Here is Lance with a Grand Slam in the 8th inning of the 2005 ALDS against the Atlanta Braves. It brought the Astros to within one run. Yeah, it’s the game the Astros won in 18 innings.

And he was one of the Killer Bees, that is, one of the real Killer Bees, not Killer Bees with names like Bell or Berry, but one of the Killer Bees that took the Astros to numerous playoff series. From his first full season in 2000, through the 2005 World Series, no other Astro position player had more WAR, not Jeff Bagwell, not Craig Biggio.

Defensive Wunderkind?

Berkman was underrated as a fielder. His career DRS/year was 0, which means he rated average. Only Jose Cruz rated higher defensively among players on this list. For comparison sake, George Springer also has a career DRS/year total of zero.

It takes a real athlete to make this play.

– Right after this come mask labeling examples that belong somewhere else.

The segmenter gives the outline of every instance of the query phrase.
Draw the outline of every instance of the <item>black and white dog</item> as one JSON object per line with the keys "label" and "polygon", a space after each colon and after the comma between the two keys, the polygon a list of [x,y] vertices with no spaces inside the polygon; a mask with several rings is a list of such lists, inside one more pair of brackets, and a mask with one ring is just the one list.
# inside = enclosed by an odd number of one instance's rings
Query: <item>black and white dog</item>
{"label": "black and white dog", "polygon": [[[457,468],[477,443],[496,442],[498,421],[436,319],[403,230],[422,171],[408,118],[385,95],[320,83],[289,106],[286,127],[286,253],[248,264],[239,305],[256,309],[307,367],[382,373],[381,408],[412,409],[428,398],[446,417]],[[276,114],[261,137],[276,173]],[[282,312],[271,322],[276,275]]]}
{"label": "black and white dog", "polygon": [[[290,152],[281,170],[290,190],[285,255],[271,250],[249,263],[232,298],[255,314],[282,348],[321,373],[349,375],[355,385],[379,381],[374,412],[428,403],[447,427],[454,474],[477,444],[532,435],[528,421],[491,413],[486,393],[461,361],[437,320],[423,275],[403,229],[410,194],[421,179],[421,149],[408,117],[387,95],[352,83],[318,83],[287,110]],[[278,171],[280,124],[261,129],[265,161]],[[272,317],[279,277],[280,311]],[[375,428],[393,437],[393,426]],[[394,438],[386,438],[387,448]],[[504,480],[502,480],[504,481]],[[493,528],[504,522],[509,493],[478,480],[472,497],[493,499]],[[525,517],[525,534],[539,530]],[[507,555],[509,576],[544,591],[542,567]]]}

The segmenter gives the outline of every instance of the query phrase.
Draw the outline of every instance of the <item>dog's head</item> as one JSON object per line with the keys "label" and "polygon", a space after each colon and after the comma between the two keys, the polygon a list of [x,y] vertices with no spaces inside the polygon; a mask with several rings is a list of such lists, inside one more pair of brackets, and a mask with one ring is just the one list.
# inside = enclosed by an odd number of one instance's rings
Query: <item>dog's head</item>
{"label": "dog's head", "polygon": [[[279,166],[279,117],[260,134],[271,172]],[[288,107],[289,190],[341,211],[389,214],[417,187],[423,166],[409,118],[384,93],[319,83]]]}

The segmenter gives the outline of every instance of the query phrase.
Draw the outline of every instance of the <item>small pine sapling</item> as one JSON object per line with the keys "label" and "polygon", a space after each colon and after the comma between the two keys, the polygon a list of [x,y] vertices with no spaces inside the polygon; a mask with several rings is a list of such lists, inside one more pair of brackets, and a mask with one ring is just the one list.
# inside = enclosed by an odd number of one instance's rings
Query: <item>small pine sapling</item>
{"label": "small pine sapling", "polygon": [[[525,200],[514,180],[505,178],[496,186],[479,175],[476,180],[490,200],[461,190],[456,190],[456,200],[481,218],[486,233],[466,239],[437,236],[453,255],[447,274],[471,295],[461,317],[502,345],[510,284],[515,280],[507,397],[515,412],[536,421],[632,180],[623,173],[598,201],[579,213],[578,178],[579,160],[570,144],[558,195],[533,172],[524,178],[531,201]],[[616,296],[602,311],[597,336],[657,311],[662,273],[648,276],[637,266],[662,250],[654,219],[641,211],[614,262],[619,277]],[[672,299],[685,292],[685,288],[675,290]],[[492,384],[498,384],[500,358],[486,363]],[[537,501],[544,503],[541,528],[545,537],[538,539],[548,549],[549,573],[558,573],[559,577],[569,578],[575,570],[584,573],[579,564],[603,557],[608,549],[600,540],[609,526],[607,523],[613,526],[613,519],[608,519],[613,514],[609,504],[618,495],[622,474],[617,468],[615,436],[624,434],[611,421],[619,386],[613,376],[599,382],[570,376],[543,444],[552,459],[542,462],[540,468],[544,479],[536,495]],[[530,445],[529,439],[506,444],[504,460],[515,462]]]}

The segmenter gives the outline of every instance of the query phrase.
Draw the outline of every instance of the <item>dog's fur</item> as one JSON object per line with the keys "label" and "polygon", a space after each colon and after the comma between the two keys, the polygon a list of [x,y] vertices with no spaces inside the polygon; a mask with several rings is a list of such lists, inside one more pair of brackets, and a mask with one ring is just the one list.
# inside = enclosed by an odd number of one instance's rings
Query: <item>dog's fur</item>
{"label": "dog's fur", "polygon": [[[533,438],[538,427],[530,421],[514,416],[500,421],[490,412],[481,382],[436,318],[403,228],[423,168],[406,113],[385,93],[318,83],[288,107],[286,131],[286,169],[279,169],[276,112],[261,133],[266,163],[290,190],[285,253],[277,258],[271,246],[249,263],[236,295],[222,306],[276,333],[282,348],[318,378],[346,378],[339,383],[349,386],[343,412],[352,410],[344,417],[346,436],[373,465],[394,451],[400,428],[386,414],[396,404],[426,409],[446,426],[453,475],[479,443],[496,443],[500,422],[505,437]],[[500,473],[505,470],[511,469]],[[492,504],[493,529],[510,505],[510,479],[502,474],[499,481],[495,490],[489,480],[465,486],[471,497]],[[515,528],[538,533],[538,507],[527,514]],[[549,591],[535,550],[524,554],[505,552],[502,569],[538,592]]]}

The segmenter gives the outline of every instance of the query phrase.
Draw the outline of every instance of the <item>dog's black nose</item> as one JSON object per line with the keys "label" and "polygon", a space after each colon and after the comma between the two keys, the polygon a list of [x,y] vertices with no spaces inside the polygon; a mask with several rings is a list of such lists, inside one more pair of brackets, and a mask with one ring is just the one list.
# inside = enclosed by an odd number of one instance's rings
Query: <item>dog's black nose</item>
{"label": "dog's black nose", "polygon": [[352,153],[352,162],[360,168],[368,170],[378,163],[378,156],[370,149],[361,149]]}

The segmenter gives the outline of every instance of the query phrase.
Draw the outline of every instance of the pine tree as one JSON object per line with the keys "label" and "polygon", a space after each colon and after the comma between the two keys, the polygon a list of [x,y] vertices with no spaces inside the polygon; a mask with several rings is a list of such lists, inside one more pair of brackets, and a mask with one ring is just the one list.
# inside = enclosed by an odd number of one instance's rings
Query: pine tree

Lance Berkman was recently dissed by the MLB Hall of Fame Committee, receiving only 1.2% of the votes, and thus becoming ineligible for further consideration. The main criticism against him was lack of longevity, not production while he played. But his longevity and total numbers with the Astros were comparable or better than that of Cruz and Wynn, and thus should have played no role in his exclusion from the Astros honors. After the failure to remain on the MLB ballot, failure to make the Astros Hall of Fame must have been a slap in the face for this Rice alumnus and great citizen, one I believe he did not deserve.

Why hasn’t Lance gotten the love he deserves? I think it’s his baby face.... Really.

MLB Photos via Getty Images

Be patient Lance, You’ll get the recognition you deserve someday soon.

*A close examination of the chart shows that a very good case can be made for the inclusion of Cesar Cedeno as well.